20年以上、自分への復讐心を完璧に隠し続けてきた信勝の子・信澄の執念に、信長は躊躇なく人々を殺生し続けた自分の業の深さをつくづく思い知らせられたのではないでしょうか。
お市(宮﨑あおい)に「また信勝に恨まれる」「わしはどこかで道を誤ったのやもしれぬ」と本音を漏らしました。
夫・浅井長政(中島歩)の切腹の介錯をし、残された娘のために「前を向いて歩く」と覚悟を決めていたお市に弱音を吐くな、「娘たちが悲しむことがない安寧な世をお作りください」と頼まれますが。
「たやすく言うでない」と声を荒げ、「血塗られたこの手でそのような世をどう作れと。

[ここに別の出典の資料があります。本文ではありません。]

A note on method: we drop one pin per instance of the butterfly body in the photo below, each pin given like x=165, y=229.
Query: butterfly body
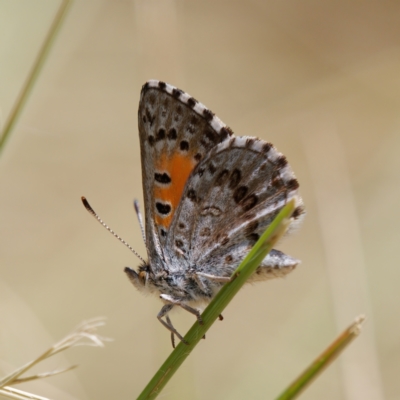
x=208, y=196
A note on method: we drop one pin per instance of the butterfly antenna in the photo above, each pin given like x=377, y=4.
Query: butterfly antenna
x=139, y=215
x=91, y=211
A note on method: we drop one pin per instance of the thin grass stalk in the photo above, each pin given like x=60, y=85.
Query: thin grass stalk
x=218, y=304
x=34, y=72
x=322, y=361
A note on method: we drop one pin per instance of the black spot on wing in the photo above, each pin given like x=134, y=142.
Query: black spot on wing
x=163, y=208
x=162, y=178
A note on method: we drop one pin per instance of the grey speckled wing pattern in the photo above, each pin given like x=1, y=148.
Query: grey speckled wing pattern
x=208, y=195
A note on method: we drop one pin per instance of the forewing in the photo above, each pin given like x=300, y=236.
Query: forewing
x=176, y=132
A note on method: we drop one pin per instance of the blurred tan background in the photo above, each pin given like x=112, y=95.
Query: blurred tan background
x=320, y=80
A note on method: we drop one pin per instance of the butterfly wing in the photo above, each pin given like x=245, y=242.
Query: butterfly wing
x=231, y=197
x=176, y=132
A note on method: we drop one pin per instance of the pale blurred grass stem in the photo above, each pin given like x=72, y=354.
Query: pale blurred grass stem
x=34, y=72
x=344, y=255
x=322, y=361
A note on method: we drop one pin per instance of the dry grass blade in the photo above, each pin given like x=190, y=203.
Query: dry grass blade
x=323, y=360
x=84, y=334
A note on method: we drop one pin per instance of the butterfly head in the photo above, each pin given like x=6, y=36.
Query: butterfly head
x=143, y=279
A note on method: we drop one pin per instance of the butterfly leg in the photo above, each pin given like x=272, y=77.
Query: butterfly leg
x=172, y=333
x=164, y=311
x=174, y=301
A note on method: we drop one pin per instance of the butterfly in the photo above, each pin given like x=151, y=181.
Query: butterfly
x=208, y=196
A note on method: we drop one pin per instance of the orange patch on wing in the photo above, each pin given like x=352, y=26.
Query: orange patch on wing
x=179, y=168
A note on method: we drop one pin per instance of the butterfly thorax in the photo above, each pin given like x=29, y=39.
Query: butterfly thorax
x=183, y=285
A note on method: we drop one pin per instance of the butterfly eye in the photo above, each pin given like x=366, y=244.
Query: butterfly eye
x=143, y=277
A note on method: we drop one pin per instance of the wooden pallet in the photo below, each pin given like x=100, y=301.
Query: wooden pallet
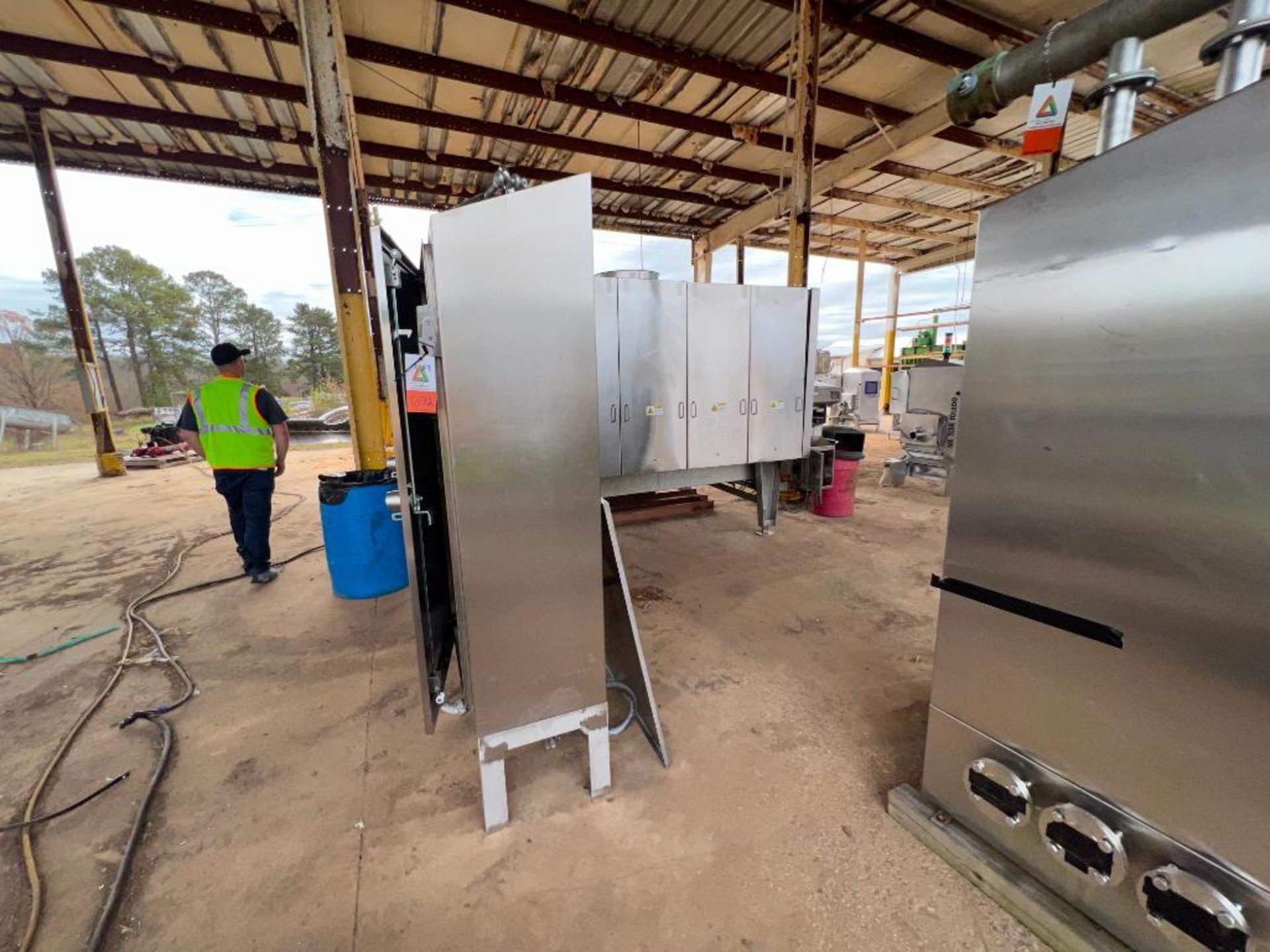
x=1057, y=923
x=157, y=462
x=648, y=507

私には壊すことしかできぬ」と信長。
こんな悲痛な表情は初めてでしたね。
逆らった者だけではなく、無辜の人々の命も虐殺してきたことは「この世をひとつにするため」だったはずが。
自分は「間違っていたのかも」とふと自身に疑問を持った瞬間、両手が血塗られているように見え苦悩が始まったのでしょう。

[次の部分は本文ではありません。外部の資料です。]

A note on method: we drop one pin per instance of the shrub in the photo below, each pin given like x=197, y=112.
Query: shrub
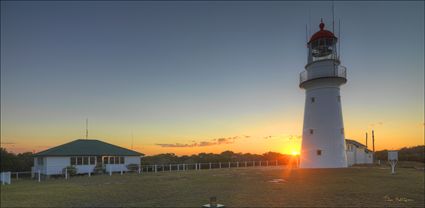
x=133, y=167
x=72, y=170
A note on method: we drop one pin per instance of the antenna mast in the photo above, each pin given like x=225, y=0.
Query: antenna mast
x=87, y=128
x=132, y=139
x=333, y=17
x=339, y=36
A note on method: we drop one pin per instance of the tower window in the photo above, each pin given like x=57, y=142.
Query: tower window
x=319, y=152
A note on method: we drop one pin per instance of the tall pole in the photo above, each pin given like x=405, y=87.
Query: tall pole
x=373, y=142
x=366, y=140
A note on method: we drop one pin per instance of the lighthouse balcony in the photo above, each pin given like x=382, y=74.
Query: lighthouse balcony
x=339, y=72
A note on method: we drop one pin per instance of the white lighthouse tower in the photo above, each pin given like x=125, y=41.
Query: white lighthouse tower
x=323, y=141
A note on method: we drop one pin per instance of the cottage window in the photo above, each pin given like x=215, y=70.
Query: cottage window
x=85, y=160
x=99, y=159
x=319, y=152
x=79, y=160
x=40, y=161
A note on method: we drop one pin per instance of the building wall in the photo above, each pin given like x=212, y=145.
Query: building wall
x=55, y=165
x=323, y=143
x=356, y=155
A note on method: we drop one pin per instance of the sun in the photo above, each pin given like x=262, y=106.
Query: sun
x=295, y=153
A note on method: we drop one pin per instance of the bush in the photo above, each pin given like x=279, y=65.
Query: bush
x=99, y=169
x=133, y=167
x=72, y=170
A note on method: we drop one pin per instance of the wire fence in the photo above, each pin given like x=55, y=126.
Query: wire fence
x=47, y=172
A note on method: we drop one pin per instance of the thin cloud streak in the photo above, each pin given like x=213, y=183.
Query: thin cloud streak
x=216, y=141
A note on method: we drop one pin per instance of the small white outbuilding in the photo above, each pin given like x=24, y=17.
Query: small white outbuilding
x=85, y=155
x=357, y=153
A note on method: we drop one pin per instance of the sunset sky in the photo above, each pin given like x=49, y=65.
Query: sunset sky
x=190, y=77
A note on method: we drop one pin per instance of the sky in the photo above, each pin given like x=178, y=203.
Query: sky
x=191, y=77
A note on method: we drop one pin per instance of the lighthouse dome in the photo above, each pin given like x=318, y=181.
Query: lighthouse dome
x=322, y=34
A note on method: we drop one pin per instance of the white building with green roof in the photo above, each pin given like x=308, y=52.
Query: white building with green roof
x=85, y=155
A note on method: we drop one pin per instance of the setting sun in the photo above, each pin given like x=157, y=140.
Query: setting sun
x=294, y=153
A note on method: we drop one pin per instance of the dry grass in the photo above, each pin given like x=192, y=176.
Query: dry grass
x=250, y=187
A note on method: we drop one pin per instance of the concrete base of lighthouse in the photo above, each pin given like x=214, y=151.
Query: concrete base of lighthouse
x=323, y=142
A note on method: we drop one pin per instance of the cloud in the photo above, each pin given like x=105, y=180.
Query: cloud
x=290, y=137
x=217, y=141
x=8, y=143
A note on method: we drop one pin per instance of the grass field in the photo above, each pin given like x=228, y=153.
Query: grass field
x=243, y=187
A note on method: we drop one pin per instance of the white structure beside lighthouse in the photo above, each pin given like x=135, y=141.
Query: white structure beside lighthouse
x=323, y=141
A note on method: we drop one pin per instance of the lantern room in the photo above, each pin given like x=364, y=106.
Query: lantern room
x=322, y=45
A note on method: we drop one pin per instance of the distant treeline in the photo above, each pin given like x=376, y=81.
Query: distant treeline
x=24, y=161
x=405, y=154
x=226, y=156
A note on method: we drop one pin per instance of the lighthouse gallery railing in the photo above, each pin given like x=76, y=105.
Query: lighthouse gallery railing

この兄を苦悩地獄から引きずり出すには、人たらしでいつも「太陽のように照らしてくれる」豊臣兄弟しかいないと、小一郎(仲野太賀)を信長のもとに向かわせた市。
これも『兄妹』のお市にしか思い付かない作戦です。
小一郎と酒を酌み交わしつつ信長は「兄を憎んだことはあるか。兄を殺したいと思ったことはあるか」と問うたところ、
小一郎は「それはしょっちゅうでございます!」とあっさり答えました。
「兄は憎い、けれども恨んではいない。私には、到底敵わない兄を持った弟の気持ちが分かります」という小一郎の言葉に、信長は、長年抱えていた弟・信勝への罪悪感から、ゆるりと解き放たれたようでした。
この小一郎の言葉は、本能寺での信長の最期に生きていきます。
このドラマの根底には、どんなときでもどんな出来事でも、「兄弟」(兄妹)というテーマが流れています。
「絶望的な闇」を抱える「織田兄弟」もあれば、その闇を照らす太陽のような「豊臣兄弟」もいる。業でもあるし絆でもある「兄弟」関係の対比を感じさせられました。